Un monastère emblématique

L’église fortifiée d’origine, encerclée d’un fossé, a été détruite par les sarrasins en 965, puis reconstruite en pur style roman entre deux tours existantes avant d’être à nouveau abîmée, en 1285, par les Français de Philippe le Hardi et à nouveau remaniée. Le reste des dépendances, notamment l’hostellerie, remonte au XVIe siècle et le cloître est resté inachevé au fil des décennies d’où son étrange forme de L qui semble attendre une main qui ne vient pas. La Porta Ferrada est tout ce qui reste d’un probable palais épiscopal carolingien il s’agit d’une galerie à étage de toute beauté dans sa simplicité graphique. L’église, belle et lumineuse, est flanquée de deux tours, celle del Fum (de la fumée) et celle del Corn (de la corne marine). Elle réalise une synthèse réussie entre transformations gothiques et éléments d’origine romane. Du portail d’entrée initial du monastère subsiste la voûte de Saint Benoît, une étrange porte isolée au milieu d’une esplanade, qui présente un magnifique fronton baroque et se divise en deux niveaux, définis par des colonnes. Outre son architecture remarquable, le monastère abrite le Musée d’histoire, une petite merveille. En tout, il vous faudra bien deux heures pour vous laisser pénétrer par la paix insolite des lieux, auxquels des successions d’inachevé confèrent un charme étrange. Tous les étés, un festival flamboyant, pluridisciplinaire, résonne sous les vénérables voûtes, attirant des milliers d’auditeurs enflammés.

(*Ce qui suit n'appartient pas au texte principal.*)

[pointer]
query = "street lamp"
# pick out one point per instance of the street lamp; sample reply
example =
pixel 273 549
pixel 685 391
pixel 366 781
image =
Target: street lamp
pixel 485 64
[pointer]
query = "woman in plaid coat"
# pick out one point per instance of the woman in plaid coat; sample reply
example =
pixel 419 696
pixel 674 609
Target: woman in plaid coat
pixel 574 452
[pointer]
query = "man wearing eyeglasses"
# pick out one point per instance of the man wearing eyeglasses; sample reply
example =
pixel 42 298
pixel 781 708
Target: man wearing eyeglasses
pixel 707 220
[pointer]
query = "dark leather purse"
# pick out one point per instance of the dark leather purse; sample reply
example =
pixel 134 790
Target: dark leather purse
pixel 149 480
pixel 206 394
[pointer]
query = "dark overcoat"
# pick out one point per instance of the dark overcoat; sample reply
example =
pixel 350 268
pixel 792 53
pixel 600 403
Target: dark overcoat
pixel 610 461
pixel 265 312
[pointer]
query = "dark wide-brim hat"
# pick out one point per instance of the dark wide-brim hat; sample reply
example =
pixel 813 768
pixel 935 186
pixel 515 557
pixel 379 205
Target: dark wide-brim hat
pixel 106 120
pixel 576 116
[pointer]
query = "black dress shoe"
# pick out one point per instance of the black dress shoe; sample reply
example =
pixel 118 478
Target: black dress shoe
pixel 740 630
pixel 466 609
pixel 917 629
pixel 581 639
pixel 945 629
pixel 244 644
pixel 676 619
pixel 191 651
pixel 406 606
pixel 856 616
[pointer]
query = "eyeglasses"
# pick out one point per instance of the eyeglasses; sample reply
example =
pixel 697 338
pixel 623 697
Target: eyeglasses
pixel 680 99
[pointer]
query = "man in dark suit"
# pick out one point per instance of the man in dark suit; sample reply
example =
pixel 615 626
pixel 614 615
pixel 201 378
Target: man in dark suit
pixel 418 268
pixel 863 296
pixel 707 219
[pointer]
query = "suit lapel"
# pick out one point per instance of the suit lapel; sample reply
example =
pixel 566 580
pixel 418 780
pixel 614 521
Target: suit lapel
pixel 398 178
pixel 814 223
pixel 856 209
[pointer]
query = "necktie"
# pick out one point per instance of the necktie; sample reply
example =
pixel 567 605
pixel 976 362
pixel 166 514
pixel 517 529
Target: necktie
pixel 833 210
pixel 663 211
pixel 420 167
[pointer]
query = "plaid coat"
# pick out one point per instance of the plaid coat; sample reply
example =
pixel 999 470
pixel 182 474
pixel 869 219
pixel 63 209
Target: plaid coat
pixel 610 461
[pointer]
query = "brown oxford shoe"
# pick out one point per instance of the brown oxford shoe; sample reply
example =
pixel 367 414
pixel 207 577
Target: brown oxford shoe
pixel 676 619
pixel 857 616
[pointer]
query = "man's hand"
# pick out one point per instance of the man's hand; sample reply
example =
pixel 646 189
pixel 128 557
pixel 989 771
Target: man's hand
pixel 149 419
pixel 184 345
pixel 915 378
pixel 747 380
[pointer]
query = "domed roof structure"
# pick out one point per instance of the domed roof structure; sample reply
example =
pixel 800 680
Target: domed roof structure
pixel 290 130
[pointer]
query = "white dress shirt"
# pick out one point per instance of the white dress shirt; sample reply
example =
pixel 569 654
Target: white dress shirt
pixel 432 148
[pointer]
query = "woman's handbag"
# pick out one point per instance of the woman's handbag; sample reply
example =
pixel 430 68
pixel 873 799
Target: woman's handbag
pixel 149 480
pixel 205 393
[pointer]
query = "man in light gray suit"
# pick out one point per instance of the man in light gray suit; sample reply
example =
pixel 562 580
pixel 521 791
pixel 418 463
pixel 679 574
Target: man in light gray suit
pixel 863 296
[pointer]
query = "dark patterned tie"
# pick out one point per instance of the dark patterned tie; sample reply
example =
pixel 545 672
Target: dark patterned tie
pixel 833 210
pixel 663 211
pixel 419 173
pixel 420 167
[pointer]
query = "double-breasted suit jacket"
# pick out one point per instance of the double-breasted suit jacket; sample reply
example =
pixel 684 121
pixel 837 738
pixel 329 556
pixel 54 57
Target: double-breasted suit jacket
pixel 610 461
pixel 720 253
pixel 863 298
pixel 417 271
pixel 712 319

Des fourmis dans les jambes

Sant Feliu est enchâssée dans une côte découpée, tourmentée, creusée de dizaines de criques profondes, hérissée de falaises abruptes que les pins parasols disputent à la mer, à l’extrême limite du Baix Empordà, là où commence la Selva. Cette splendeur tranquille se laisse contempler au fil de chemins de ronde aux vues magnifiques, ponctués de belvédères et de miradors. En arrière-plan, la découpe des Gavarres promet des excursions au cœur des massifs boisés aux odeurs de garrigue. D’ailleurs l’ancienne ligne de train qui reliait autrefois la ville à Girona, connue sous le nom de « Carrilet » est devenue une voie verte de 37 km très prisée des cyclistes, des piétons mais aussi des familles qui y musardent en jouant. Le printemps transforme cet immense terrain de jeu en orgie de couleurs et de senteurs portées par les vents iodés. Pourtant, Sant Feliu attend aussi de pied ferme tous ceux qui aiment les sports nautiques et même ceux qui adorent contempler la mer de haut, en équilibre à fleur de falaise sur l’une des vias ferratas les plus vertigineuses de Catalogne, une véritable attraction. Les inconditionnels des eaux trouvent ici leur bonheur, décliné en kayak, voile, windsurf ou snorkel, mais ce qui fait vraiment le caractère unique des lieux, ce sont les fonds marins de la Cala Ametller et de la Cala Vigatà, inscrits dans un programme européen de divulgation scientifique et de protection écologique. Caboter de crique en crique, les yeux levés vers la montagne ou plongés dans la pureté turquoise des eaux, dans la douceur du soleil précoce d’avril ou de mai est un privilège aussi rare qu’accessible, c’est un des sortilèges de Sant Feliu.

L’amour du style

Dans un autre registre, l’ermitage de Saint Elme, à l’origine une petite chapelle datant de 1723 dédiée à Notre-Dame du Voyage, a été reconstruite en 1923, dans le cadre de la cité-jardin de la montagne de Sant Elm (un complexe alliant station balnéaire, fontaines, jardins et villas modernistes), un projet impulsé par un industriel local. Il renferme de belles peintures allégoriques et possède un belvédère perché qui offre de très belles vues sur les tours de Tossa et Palamós, au loin, mais aussi sur le port de pêche en contrebas. Un petit port vraiment stylé, surveillé par sa maison de secours aux naufragés, qui domine la mer. Si des llaguts nonchalants dorment sur la plage, les chalutiers et les grandes barques se dandinent sur les eaux en murmurant de tous leurs mâts l’épopée des marins, les chants nostalgiques des tavernes, le temps où chacun vivait du commerce et de l’exportation du liège. Ici, même la mort est belle. Et plurielle. Le cimetière, à la fois civil, catholique et maçonnique, construit en 1883, est un véritable catalogue de styles et de spiritualités. Le tympan de son portail est décoré d’un sablier, symbole universel de finitude. Des allées bordées de cyprès conduisent à des tombes célèbres comme l’hypogée Estradai ou encore les panthéons Sibilis, Vilaret, Casas et Rabell. Le président de la Generalitat en exil pendant le franquisme, Josep Irla, repose dans cette île de paix, tandis que les frères de la Loge Gesoria y contemplent l’orient éternel sous leurs tombes peuplées de symboles. Entre mer et massif des Gavarres, Sant Feliu dessine une parenthèse enchantée, un trait d’union entre l’élan vertical du monastère et une douceur de vivre résolument terrestre.